Ken Grant, who witnesses at the party described as being "hammered" and "extremely intoxicated", did not stop after the crash and instead sped away, veering left and right across the road and mounting a median strip.
A short time later, he led police on a pursuit along Belmore Road at Lorn despite driving with two flat tyres.
"My son is Troy Grant, the police minister," Ken Grant immediately told police after he finally pulled his car over. "And I am pissed."
A breath test revealed Ken Grant had a blood alcohol reading of 0.108 and in interviews with police he claimed to have no knowledge of the fatal hit-and-run on Flat Road.

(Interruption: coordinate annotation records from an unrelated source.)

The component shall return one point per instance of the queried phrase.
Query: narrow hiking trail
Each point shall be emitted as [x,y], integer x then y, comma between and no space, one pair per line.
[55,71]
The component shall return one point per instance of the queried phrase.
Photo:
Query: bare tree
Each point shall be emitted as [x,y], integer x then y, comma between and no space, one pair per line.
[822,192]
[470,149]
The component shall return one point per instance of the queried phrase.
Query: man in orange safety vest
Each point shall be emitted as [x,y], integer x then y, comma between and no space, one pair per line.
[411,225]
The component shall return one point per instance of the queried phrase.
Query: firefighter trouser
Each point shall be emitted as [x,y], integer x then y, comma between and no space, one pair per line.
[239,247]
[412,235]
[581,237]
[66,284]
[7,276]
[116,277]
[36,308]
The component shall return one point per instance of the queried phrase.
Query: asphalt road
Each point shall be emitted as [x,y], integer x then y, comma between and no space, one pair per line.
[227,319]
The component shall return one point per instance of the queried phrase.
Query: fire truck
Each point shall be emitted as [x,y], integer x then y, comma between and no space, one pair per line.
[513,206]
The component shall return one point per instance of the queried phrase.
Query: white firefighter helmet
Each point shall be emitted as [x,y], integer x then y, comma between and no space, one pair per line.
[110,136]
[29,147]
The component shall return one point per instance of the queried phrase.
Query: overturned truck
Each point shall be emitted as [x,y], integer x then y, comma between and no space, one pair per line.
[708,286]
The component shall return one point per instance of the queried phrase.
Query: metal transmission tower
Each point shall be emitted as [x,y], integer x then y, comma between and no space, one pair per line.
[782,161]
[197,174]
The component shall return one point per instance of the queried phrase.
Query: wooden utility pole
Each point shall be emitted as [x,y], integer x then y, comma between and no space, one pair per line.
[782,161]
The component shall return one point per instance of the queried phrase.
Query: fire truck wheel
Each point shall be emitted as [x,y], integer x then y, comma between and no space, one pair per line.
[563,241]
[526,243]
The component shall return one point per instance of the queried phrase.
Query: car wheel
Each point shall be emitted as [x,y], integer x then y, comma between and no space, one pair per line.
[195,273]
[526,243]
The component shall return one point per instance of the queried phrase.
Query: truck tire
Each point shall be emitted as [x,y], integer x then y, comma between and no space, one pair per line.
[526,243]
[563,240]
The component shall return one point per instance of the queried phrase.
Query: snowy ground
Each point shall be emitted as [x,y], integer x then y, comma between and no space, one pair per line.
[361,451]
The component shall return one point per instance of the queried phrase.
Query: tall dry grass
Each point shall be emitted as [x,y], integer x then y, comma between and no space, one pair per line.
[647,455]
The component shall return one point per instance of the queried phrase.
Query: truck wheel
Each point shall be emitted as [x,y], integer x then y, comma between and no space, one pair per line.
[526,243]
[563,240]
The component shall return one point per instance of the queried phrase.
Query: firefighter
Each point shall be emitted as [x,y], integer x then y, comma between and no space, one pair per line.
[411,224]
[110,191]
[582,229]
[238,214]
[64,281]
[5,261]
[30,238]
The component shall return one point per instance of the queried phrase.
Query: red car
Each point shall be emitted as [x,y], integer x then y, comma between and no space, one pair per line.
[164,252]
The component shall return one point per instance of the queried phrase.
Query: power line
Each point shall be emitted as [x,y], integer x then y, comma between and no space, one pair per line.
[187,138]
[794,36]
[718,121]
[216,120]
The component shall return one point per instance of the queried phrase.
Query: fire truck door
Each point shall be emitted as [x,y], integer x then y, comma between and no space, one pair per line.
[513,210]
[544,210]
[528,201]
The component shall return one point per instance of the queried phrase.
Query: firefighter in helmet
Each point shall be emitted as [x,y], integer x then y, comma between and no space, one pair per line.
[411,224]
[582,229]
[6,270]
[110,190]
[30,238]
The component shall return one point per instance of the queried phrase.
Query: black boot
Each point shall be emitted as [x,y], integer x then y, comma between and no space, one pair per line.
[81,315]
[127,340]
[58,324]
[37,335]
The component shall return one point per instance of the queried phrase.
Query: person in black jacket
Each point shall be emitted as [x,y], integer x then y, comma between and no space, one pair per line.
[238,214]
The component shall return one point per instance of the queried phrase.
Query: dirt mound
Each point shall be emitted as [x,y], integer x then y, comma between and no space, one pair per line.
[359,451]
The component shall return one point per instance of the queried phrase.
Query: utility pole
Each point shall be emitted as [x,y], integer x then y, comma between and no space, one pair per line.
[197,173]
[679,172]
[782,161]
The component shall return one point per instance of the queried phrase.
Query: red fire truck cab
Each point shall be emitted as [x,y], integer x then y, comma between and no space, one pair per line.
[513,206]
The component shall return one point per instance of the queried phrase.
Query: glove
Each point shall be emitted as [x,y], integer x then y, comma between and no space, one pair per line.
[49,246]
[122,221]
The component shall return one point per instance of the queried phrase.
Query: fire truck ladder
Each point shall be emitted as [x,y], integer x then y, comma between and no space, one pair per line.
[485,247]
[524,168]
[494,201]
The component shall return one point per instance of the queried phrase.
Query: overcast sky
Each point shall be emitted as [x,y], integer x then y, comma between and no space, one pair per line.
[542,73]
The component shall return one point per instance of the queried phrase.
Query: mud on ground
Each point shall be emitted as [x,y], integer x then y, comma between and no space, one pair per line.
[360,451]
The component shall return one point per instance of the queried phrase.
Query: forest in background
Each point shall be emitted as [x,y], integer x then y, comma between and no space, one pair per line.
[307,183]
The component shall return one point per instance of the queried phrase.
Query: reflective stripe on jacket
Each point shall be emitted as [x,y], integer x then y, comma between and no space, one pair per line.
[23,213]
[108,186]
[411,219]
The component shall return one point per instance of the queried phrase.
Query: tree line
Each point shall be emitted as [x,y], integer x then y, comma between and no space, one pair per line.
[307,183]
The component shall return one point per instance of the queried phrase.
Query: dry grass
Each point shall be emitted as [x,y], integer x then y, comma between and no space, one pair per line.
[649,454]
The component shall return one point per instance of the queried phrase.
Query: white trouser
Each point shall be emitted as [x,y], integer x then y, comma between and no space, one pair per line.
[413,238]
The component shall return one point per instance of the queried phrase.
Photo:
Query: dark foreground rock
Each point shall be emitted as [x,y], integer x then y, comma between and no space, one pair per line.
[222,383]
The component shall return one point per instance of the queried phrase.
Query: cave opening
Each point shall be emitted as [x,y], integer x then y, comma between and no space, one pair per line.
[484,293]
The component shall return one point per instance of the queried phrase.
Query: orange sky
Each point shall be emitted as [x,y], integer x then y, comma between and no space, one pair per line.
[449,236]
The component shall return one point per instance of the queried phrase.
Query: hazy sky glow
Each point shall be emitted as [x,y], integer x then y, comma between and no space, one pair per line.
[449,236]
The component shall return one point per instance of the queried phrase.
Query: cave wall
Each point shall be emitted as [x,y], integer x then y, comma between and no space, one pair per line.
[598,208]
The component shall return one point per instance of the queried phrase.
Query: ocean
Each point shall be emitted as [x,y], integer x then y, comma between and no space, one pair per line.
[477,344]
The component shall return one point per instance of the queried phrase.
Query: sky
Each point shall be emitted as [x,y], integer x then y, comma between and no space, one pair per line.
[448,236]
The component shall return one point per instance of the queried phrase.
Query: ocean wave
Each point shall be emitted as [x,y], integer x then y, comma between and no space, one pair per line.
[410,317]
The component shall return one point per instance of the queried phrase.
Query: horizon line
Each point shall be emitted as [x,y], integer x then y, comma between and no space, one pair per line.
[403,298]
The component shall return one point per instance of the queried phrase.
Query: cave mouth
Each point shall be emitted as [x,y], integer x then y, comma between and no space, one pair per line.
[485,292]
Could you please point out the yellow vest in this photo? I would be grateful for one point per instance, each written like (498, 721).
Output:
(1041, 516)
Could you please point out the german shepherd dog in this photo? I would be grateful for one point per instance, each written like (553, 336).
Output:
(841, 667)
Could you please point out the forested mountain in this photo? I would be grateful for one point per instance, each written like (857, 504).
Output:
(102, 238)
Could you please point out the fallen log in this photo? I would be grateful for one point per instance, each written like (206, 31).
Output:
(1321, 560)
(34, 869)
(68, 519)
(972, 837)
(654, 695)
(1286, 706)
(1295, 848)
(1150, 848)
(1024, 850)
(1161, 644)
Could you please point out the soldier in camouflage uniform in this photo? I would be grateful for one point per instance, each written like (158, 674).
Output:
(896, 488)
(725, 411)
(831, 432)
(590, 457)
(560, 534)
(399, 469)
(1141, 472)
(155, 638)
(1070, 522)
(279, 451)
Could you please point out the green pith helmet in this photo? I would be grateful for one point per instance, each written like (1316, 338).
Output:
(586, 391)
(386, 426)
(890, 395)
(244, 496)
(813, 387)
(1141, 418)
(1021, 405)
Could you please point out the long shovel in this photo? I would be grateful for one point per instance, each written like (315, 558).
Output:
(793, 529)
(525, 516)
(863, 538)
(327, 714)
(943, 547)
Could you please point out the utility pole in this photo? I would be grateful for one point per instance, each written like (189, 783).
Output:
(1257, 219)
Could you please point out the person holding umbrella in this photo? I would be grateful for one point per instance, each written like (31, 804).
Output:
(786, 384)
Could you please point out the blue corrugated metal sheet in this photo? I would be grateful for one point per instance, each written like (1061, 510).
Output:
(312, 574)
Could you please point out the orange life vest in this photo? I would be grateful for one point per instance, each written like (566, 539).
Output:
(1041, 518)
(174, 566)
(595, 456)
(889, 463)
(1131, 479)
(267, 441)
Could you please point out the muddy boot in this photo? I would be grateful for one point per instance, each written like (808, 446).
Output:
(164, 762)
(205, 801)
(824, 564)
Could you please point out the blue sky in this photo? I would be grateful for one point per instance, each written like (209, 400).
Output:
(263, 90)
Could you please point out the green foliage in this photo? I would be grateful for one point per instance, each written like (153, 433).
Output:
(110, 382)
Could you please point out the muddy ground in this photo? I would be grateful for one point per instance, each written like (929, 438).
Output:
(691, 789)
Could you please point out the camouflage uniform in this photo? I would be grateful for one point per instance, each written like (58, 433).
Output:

During the trial, Ken Grant's defence claimed he had a history of sleepwalking, which involved "very complex motor skills", and could have been in a somnambulistic state at the time of the fatal hit-and-run.
But during his closing address, Crown prosecutor Lee Carr, SC, pointed Judge John Hatzistergos to the evidence of an expert who said it would have been an "extremely unusual occurrence" for Ken Grant to be sleepwalking at his age.
"There is just no evidence of sleep apart from this observation of "nodding off"," Mr Carr said, referring to a statement from someone at the Christmas party. "Which is then elevated to the status of sleep and remains continuous for a period of time, long enough for [deep sleep] to commence and then go into this somnambulistic state. "And that is against a background of nothing of any such nature being reported for more than a decade and it being an extremely rare event to occur in somebody of that particular age."
And, during a judgement on Friday afternoon, Judge Hatzistergos agreed, finding that any evidence Ken Grant had fallen asleep before the hit-and-run was "scant".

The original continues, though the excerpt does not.